Biomathematics / Computational Biology Colloquium
Next generation neural mass modelling
Speaker: Áine Byrne, Center for Neural Science, New York University
Location: Warren Weaver Hall 1314
Date: Tuesday, October 31, 2017, 12:30 p.m.
Electromagnetic recordings of the brain that show transitions from high amplitude to low amplitude signals are likely caused by an underlying changes in the synchrony of neuronal population firing patterns. A classic example is the event-related oscillatory phenomenon known as post-movement beta-rebound (PMBR), where a sharp increase in EEG or MEG power is seen at beta frequency following movement termination.

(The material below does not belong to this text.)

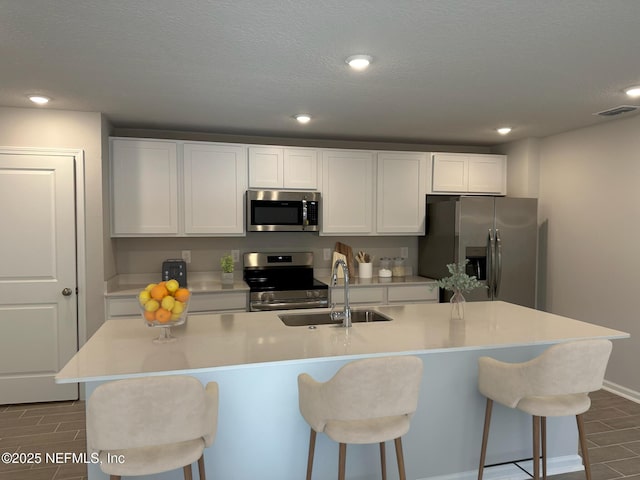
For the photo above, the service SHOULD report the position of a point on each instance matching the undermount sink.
(323, 318)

A related phenomenon is movement related beta decrease (MRBD), whereby beta rhythms are suppressed during movement.
Traditionally neural mass models have been used to model large-scale brain dynamics, however they fail to account for the degree of synchronisation within a population. This could be tracked within a large-scale model of synaptically interacting conductance based neurons, though at the expense of analytical tractability. Thus it is of interest to seek levels of description that provide a bridge between microscopic single neuron dynamics and coarse grained neural mass models, while preserving some notion of within-population coherence.
I will present a parsimonious model for the dynamics of synchrony within a synaptically coupled spiking network that can replicate a human MEG power spectrogram showing the evolution from MRBD to PMBR. Importantly the high-dimensional spiking model has an exact mean field description that allows considerable insight into the cause of beta-rebound. Interestingly the reduced model takes the form of a generalised neural mass model where the standard sigmoidal firing rate has been replaced by a derived quantity that is a function of the Kuramoto order parameter for synchrony.